Смычка административного аппарата с бизнесом в деле не­легального распределения общественных ресурсов становит­ся еще более тесной в тех случаях, когда чиновники сами вы­ступают в качестве фактических (хотя формально, может быть, лишь косвенных) учредителей коммерческих предприятий. Анализируя теневую экономику деревни, мы уже сталкивались с фактом организации крупной агропромышленной фирмы «с подачи» и под патронажем районной администрации, работ­ники которой, по мнению наших собеседников, имеют от ее деятельности свою частную выгоду. Такого рода предприятия возникают и в городах. «В Ростове в последнее время взялись за укладку плитки-брусчатки, — повествует многократно упо­минавшийся нами менеджер Ю.Н. — Дело хорошее, и теперь можно спокойно ходить по тротуарам.

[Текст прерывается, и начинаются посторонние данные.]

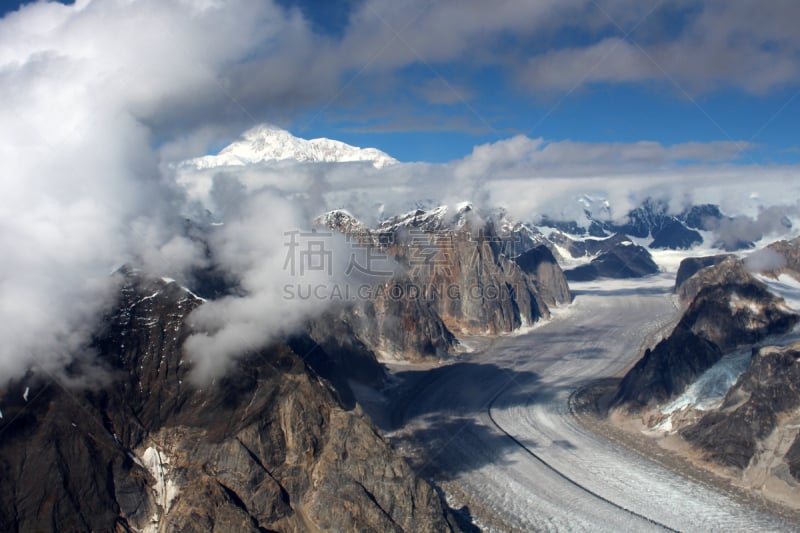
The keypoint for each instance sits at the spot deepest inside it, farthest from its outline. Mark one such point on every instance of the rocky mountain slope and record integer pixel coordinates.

Но подряд в городе отхватила фирма «Тандем», которую никто из строителей и не знал раньше, потому что ее создали и сейчас контролируют город­ские чиновники. Эта фирма не только укладывает плитку, но и производит ее, причем производят ее в ростовских тюрьмах, естественно, нелегально. Чиновники имеют суперприбыль, потому что ни один налоговый инспектор не сунется с проверкой в эту фирму. Хотели некоторые строители ранее получить зака­зы на укладку такой плитки, но им сказали в районных адми­нистрациях о том, что вначале нужно поработать, как говорится, в аванс. Но люди-то знают, что поработав какое-то время бес­платно на администрацию, можно в итоге вообще денег не получить за такую работу. Просто чиновники «кинут» тебя веж­ливо, и попробуй потом в суде объясни свои права».

Это, конечно, взгляд не изнутри, а со стороны, и насколько он объективен и точен, мы судить не можем. Но мы вправе утверждать, что в представлениях некоторых наших респон­дентов, основанных на жизненных наблюдениях, рыночные интересы бюрократии смыкаются с интересами криминально­го бизнеса. Говоря иначе, практика лихоимства закономерно и неизбежно тяготеет к созданию криминальных корпораций, которые, опираясь на административную власть, осуществля­ют контроль над рынками, становятся, по сути дела, их моно­польными распорядителями. Теоретически этот контроль ад­министративного аппарата над рыночными отношениями можно рассматривать как внешнюю, неэкономическую (политическую или юридическую) помеху нормальному функционированию экономики. Но рынок помех не терпит. Любые политические или юридические препятствия, мешающие рациональному эко­номическому поведению человека, рано или поздно коммерциализуются, становятся товаром и с наклеенным на них цен­ником вовлекаются в рыночный оборот. Именно этот процесс и интересовал нас в первую очередь при рассмотрении нынешних взаимоотношений бизнеса и чиновничества, и он же будет в центре нашего внимания в дальнейшем.